Ever since the iPad was introduced, I've wanted it to become a way to write and work with code. I waited a long time before giving up and building my own solution to the problem. Coding on the iPad is really hard. Apple doesn't allow apps to execute arbitrary code (with limited exceptions nowadays). So die-hard iPad coders have resorted to some pretty gnarly workarounds. The most powerful workaround involves getting your own remote server, and using a terminal app to shell in. There, you can write your code on a Linux box and run it from there. Suffice to say, turning your iPad into a dumb terminal isn't my idea of coding on the most advanced and personal computer ever. That's why I built Codewerks. It's an app that gives you the power of being hooked into a Linux box, but with a user interface worthy of iOS.

Watch some videos!

(All the videos are audio-free and about 20 seconds long.) Here's how it works: you create a new project, choosing from a set of pre-made templates for the environment you want. Choose from Node, Ruby, Python, Swift and more. Each of these is a full-on Linux server ready to go with your project.
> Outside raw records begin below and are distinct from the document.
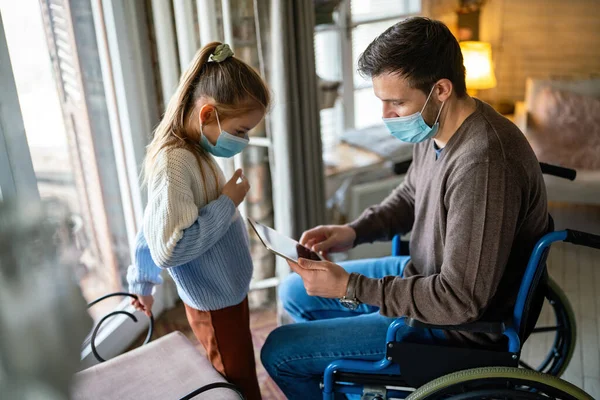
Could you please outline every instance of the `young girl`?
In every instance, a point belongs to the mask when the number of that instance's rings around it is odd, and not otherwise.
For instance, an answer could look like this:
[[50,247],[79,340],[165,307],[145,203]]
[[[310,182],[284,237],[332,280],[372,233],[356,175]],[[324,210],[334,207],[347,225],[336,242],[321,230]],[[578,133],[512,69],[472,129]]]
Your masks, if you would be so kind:
[[127,273],[138,295],[132,304],[149,315],[168,269],[213,366],[247,399],[260,399],[247,299],[252,259],[237,211],[250,187],[241,170],[225,183],[213,156],[241,152],[269,101],[260,76],[228,45],[196,54],[148,146],[148,205]]

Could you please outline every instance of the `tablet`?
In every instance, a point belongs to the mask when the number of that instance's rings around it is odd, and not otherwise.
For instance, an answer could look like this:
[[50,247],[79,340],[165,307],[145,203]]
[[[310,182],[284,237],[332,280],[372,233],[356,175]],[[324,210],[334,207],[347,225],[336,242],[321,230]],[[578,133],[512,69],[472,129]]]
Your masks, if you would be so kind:
[[315,261],[324,261],[319,253],[302,246],[300,243],[287,236],[282,235],[268,226],[259,224],[248,218],[248,223],[258,235],[262,244],[272,253],[285,258],[286,260],[298,263],[299,258],[306,258]]

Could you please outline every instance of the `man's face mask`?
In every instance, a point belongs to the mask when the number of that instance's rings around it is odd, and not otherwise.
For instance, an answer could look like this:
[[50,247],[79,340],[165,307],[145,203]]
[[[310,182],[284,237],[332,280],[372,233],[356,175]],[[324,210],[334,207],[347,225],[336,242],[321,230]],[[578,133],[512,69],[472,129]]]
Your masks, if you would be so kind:
[[246,136],[245,138],[241,138],[225,132],[221,129],[221,122],[219,121],[219,113],[217,112],[217,109],[215,109],[215,115],[217,117],[217,124],[219,125],[219,132],[221,132],[221,134],[217,139],[217,143],[213,145],[211,142],[208,141],[206,136],[204,136],[204,133],[202,132],[201,122],[200,145],[202,146],[202,148],[216,157],[230,158],[238,153],[241,153],[242,150],[244,150],[250,142],[248,137]]
[[442,108],[444,108],[444,103],[442,103],[440,110],[438,111],[433,126],[427,125],[423,119],[423,110],[425,110],[425,106],[427,106],[427,103],[429,102],[433,89],[435,89],[435,85],[431,88],[429,96],[427,96],[427,100],[425,100],[425,104],[421,111],[417,111],[416,113],[405,117],[383,118],[383,123],[392,135],[403,142],[408,143],[419,143],[435,136],[440,126],[439,119]]

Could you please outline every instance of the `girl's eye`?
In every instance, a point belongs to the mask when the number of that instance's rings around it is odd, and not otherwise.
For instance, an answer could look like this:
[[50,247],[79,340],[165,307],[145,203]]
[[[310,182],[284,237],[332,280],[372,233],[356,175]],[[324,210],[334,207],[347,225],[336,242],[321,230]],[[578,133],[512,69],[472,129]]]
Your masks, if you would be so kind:
[[400,102],[400,101],[394,101],[394,102],[392,102],[392,105],[393,105],[394,107],[400,107],[402,104],[404,104],[404,103],[402,103],[402,102]]

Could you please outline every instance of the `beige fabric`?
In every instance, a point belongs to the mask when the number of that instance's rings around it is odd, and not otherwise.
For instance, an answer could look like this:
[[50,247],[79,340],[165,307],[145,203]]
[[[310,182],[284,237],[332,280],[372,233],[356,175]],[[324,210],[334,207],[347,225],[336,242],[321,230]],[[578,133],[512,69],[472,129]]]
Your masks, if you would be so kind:
[[600,97],[600,77],[597,75],[573,75],[570,77],[529,78],[525,85],[525,104],[527,110],[533,108],[538,93],[551,87],[583,96]]
[[[189,392],[225,379],[180,332],[75,375],[73,400],[177,400]],[[239,400],[228,389],[215,389],[194,400]]]
[[550,201],[600,205],[600,170],[577,171],[575,181],[555,176],[544,176],[544,181]]
[[[571,79],[532,79],[527,80],[525,101],[517,103],[515,108],[515,123],[529,139],[531,124],[530,111],[534,100],[544,88],[577,93],[583,96],[600,98],[600,78],[573,77]],[[566,179],[545,176],[548,200],[578,204],[600,204],[600,170],[588,171],[579,169],[577,179]]]
[[538,159],[600,170],[600,100],[545,87],[530,110],[527,138]]

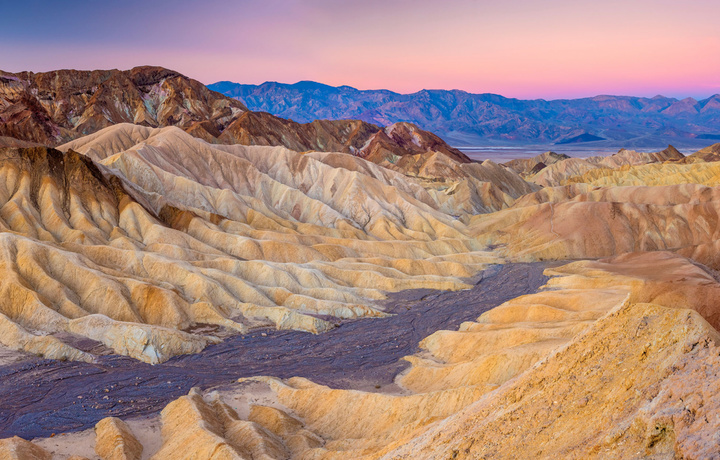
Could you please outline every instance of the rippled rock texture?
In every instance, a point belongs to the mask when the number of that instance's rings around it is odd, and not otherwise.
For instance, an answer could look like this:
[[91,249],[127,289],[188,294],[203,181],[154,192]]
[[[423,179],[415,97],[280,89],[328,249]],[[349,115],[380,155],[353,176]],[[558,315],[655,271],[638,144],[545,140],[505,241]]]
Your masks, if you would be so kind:
[[0,428],[95,427],[3,458],[720,451],[717,146],[476,163],[160,68],[0,118]]
[[155,459],[712,457],[720,284],[662,252],[546,274],[423,340],[394,391],[255,377],[130,424]]
[[91,360],[84,337],[158,363],[217,342],[197,325],[320,333],[383,316],[388,291],[467,288],[498,259],[462,216],[535,190],[489,162],[444,157],[433,182],[175,127],[60,148],[0,152],[2,343],[60,359]]

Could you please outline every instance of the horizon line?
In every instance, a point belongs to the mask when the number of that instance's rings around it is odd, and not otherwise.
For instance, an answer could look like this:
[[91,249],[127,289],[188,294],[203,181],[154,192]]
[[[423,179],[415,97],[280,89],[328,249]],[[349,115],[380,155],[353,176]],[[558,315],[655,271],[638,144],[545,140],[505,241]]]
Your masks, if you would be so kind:
[[[202,82],[201,82],[201,83],[202,83]],[[213,83],[203,83],[203,84],[209,88],[209,87],[212,86],[212,85],[217,85],[217,84],[220,84],[220,83],[232,83],[232,84],[234,84],[234,85],[256,86],[256,87],[262,86],[262,85],[264,85],[264,84],[266,84],[266,83],[276,83],[276,84],[278,84],[278,85],[285,85],[285,86],[295,86],[295,85],[298,85],[298,84],[300,84],[300,83],[315,83],[315,84],[318,84],[318,85],[327,86],[327,87],[335,88],[335,89],[338,89],[338,88],[350,88],[350,89],[354,89],[354,90],[356,90],[356,91],[388,91],[388,92],[391,92],[391,93],[394,93],[394,94],[398,94],[398,95],[401,95],[401,96],[412,96],[413,94],[421,93],[421,92],[423,92],[423,91],[446,91],[446,92],[458,91],[458,92],[463,92],[463,93],[466,93],[466,94],[472,94],[472,95],[476,95],[476,96],[490,95],[490,96],[500,96],[500,97],[503,97],[503,98],[505,98],[505,99],[517,99],[517,100],[525,100],[525,101],[547,101],[547,102],[551,102],[551,101],[567,101],[567,100],[576,100],[576,99],[594,99],[594,98],[596,98],[596,97],[629,97],[629,98],[639,98],[639,99],[640,99],[640,98],[641,98],[641,99],[655,99],[655,98],[657,98],[657,97],[661,97],[661,98],[664,98],[664,99],[675,99],[676,101],[683,101],[683,100],[685,100],[685,99],[693,99],[693,100],[696,101],[696,102],[701,102],[701,101],[705,101],[705,100],[711,99],[711,98],[713,98],[713,97],[715,97],[715,96],[720,96],[720,89],[718,89],[718,92],[711,93],[709,96],[700,97],[700,98],[695,97],[695,96],[685,96],[685,97],[665,96],[665,95],[659,94],[659,93],[656,94],[656,95],[654,95],[654,96],[635,96],[635,95],[631,95],[631,94],[597,93],[597,94],[592,95],[592,96],[579,96],[579,97],[557,97],[557,98],[532,97],[532,98],[523,98],[523,97],[505,96],[505,95],[503,95],[503,94],[493,93],[493,92],[475,93],[475,92],[468,91],[468,90],[464,90],[464,89],[460,89],[460,88],[453,88],[453,89],[423,88],[423,89],[420,89],[420,90],[417,90],[417,91],[414,91],[414,92],[406,93],[406,92],[394,91],[394,90],[387,89],[387,88],[365,88],[365,89],[361,89],[361,88],[357,88],[357,87],[352,86],[352,85],[338,85],[338,86],[334,86],[334,85],[330,85],[330,84],[323,83],[323,82],[319,82],[319,81],[315,81],[315,80],[298,80],[298,81],[295,82],[295,83],[285,83],[285,82],[280,82],[280,81],[276,81],[276,80],[265,80],[265,81],[262,82],[262,83],[239,83],[239,82],[234,82],[234,81],[232,81],[232,80],[218,80],[218,81],[213,82]]]
[[[111,68],[111,69],[100,69],[100,68],[96,68],[96,69],[62,68],[62,69],[53,69],[53,70],[46,70],[46,71],[33,71],[33,70],[8,71],[8,70],[0,69],[0,72],[2,72],[2,73],[10,73],[10,74],[17,74],[17,73],[21,73],[21,72],[49,73],[49,72],[58,72],[58,71],[62,71],[62,70],[77,71],[77,72],[93,72],[93,71],[112,71],[112,70],[117,70],[117,71],[120,71],[120,72],[128,72],[128,71],[131,71],[131,70],[136,69],[136,68],[139,68],[139,67],[157,67],[157,68],[162,68],[162,69],[165,69],[165,70],[168,70],[168,71],[176,72],[176,73],[178,73],[178,74],[180,74],[180,75],[182,75],[182,76],[184,76],[184,77],[186,77],[186,78],[191,78],[191,79],[193,79],[193,80],[197,80],[197,79],[195,79],[195,78],[193,78],[193,77],[190,77],[188,74],[183,73],[183,72],[181,72],[181,71],[174,70],[174,69],[171,69],[171,68],[169,68],[169,67],[162,66],[162,65],[154,65],[154,64],[137,65],[137,66],[133,66],[133,67],[128,68],[128,69],[119,69],[119,68],[117,68],[117,67],[114,67],[114,68]],[[197,81],[200,82],[200,83],[202,83],[202,84],[205,85],[206,87],[210,87],[210,86],[212,86],[212,85],[216,85],[216,84],[219,84],[219,83],[232,83],[232,84],[236,84],[236,85],[256,86],[256,87],[262,86],[262,85],[264,85],[264,84],[266,84],[266,83],[275,83],[275,84],[285,85],[285,86],[294,86],[294,85],[298,85],[298,84],[300,84],[300,83],[314,83],[314,84],[323,85],[323,86],[327,86],[327,87],[330,87],[330,88],[336,88],[336,89],[337,89],[337,88],[344,88],[344,87],[345,87],[345,88],[351,88],[351,89],[356,90],[356,91],[388,91],[388,92],[391,92],[391,93],[394,93],[394,94],[398,94],[398,95],[401,95],[401,96],[411,96],[411,95],[414,95],[414,94],[417,94],[417,93],[421,93],[421,92],[423,92],[423,91],[446,91],[446,92],[455,92],[455,91],[457,91],[457,92],[463,92],[463,93],[466,93],[466,94],[471,94],[471,95],[476,95],[476,96],[490,95],[490,96],[499,96],[499,97],[502,97],[502,98],[505,98],[505,99],[515,99],[515,100],[525,100],[525,101],[546,101],[546,102],[552,102],[552,101],[568,101],[568,100],[578,100],[578,99],[594,99],[594,98],[597,98],[597,97],[618,97],[618,98],[627,97],[627,98],[642,98],[642,99],[654,99],[654,98],[657,98],[657,97],[661,97],[661,98],[664,98],[664,99],[674,99],[674,100],[676,100],[676,101],[682,101],[682,100],[685,100],[685,99],[693,99],[693,100],[696,101],[696,102],[702,102],[702,101],[711,99],[711,98],[713,98],[713,97],[715,97],[715,96],[720,96],[720,88],[718,88],[718,89],[716,90],[716,92],[711,93],[711,94],[709,94],[709,95],[707,95],[707,96],[698,96],[698,97],[695,97],[695,96],[684,96],[684,97],[679,97],[679,96],[665,96],[665,95],[660,94],[660,93],[655,94],[654,96],[637,96],[637,95],[632,95],[632,94],[619,94],[619,93],[616,93],[616,94],[613,94],[613,93],[596,93],[596,94],[594,94],[594,95],[586,95],[586,96],[578,96],[578,97],[515,97],[515,96],[506,96],[506,95],[503,95],[503,94],[500,94],[500,93],[495,93],[495,92],[472,92],[472,91],[468,91],[468,90],[460,89],[460,88],[452,88],[452,89],[445,89],[445,88],[422,88],[422,89],[417,90],[417,91],[414,91],[414,92],[400,92],[400,91],[395,91],[395,90],[388,89],[388,88],[364,88],[364,89],[361,89],[361,88],[358,88],[358,87],[355,87],[355,86],[352,86],[352,85],[345,85],[345,84],[334,86],[334,85],[330,85],[330,84],[327,84],[327,83],[319,82],[319,81],[316,81],[316,80],[298,80],[298,81],[296,81],[295,83],[284,83],[284,82],[280,82],[280,81],[276,81],[276,80],[265,80],[265,81],[262,82],[262,83],[239,83],[239,82],[234,82],[234,81],[232,81],[232,80],[218,80],[218,81],[213,82],[213,83],[205,83],[205,82],[203,82],[203,81],[201,81],[201,80],[197,80]]]

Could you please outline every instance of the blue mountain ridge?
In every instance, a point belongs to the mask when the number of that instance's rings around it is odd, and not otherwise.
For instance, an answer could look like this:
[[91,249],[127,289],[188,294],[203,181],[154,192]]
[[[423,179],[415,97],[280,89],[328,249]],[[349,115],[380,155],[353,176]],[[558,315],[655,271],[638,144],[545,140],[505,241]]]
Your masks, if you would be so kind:
[[522,100],[461,90],[400,94],[313,81],[244,85],[222,81],[213,91],[250,110],[298,122],[359,119],[407,121],[456,146],[583,144],[597,147],[704,146],[720,138],[720,94],[707,99],[596,96]]

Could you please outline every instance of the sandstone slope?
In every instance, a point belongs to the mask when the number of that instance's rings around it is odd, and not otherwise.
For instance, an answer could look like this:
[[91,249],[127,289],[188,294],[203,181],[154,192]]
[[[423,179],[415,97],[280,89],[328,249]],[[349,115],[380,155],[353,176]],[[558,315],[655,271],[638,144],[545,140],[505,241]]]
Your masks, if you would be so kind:
[[720,267],[720,190],[696,184],[546,188],[513,207],[474,216],[478,241],[517,260],[608,257],[672,250]]
[[[299,378],[245,380],[244,391],[265,392],[256,403],[193,390],[163,410],[162,442],[147,454],[712,457],[720,284],[702,267],[661,252],[547,274],[544,291],[425,339],[398,377],[404,393],[335,390]],[[118,433],[115,439],[133,443],[131,430]]]
[[610,174],[618,168],[625,169],[668,161],[680,162],[684,159],[685,156],[672,145],[660,152],[620,149],[618,153],[607,157],[566,158],[554,161],[547,167],[536,170],[534,175],[529,175],[528,180],[543,187],[554,187],[581,182],[577,178],[586,174]]
[[67,334],[157,363],[252,327],[382,316],[387,291],[465,288],[497,258],[456,213],[533,190],[492,164],[466,165],[454,193],[351,155],[175,127],[121,124],[62,149],[2,151],[0,324],[5,346],[67,359],[92,359]]
[[720,161],[720,143],[710,145],[692,155],[688,155],[685,161],[689,163]]
[[541,170],[548,166],[557,163],[558,161],[567,160],[570,157],[564,153],[545,152],[540,155],[536,155],[532,158],[519,158],[516,160],[510,160],[503,163],[503,166],[507,166],[513,171],[518,172],[524,176],[537,174]]

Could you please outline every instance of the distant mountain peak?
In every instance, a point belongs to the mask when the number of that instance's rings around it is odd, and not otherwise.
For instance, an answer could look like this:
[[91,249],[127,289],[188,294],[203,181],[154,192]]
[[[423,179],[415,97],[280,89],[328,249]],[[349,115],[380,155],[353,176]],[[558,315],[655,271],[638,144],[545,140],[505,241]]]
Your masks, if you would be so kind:
[[306,90],[307,90],[307,89],[310,89],[310,90],[317,90],[317,89],[323,90],[323,89],[334,88],[334,86],[326,85],[326,84],[324,84],[324,83],[318,83],[318,82],[316,82],[316,81],[311,81],[311,80],[301,80],[301,81],[299,81],[299,82],[297,82],[297,83],[295,83],[295,84],[292,84],[292,85],[290,85],[290,86],[292,86],[293,88],[306,89]]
Quickly create a new project using the templates available. Here we're setting up a Rails project. After naming it, you'll see the File Manager download the files, ready for you to get started. In your project, you get a file manager. Here you can create new files and folders, and import from iCloud Drive. It works like column view on macOS. As you work on files, they're synced to the Linux server.

Navigate your files in a column view. Create and rename files and folders, and import files from iCloud Drive. You can edit your files in the built-in code editor. It has syntax highlighting, line numbers, theme support and more. You can open multiple files at once; they open in tabs.

Open multiple files at once in the code editor. Edit your text with syntax highlighting. Use Find and Replace. Depending on the type of project you're working on, you may want to run your code in the terminal. Codewerks includes an XTerm-compatible terminal where you can run your code. It's all running remote, but it feels as fast as local.

Run your programs in the Terminal. And it's a real terminal emulator on a real Linux machine: here's top.
And if you're building something that outputs HTML, the built-in Preview screen can load your project. This is just the beginning for Codewerks. I have some pretty vivid ideas for where to take this product, in terms of features, improvements and product offerings.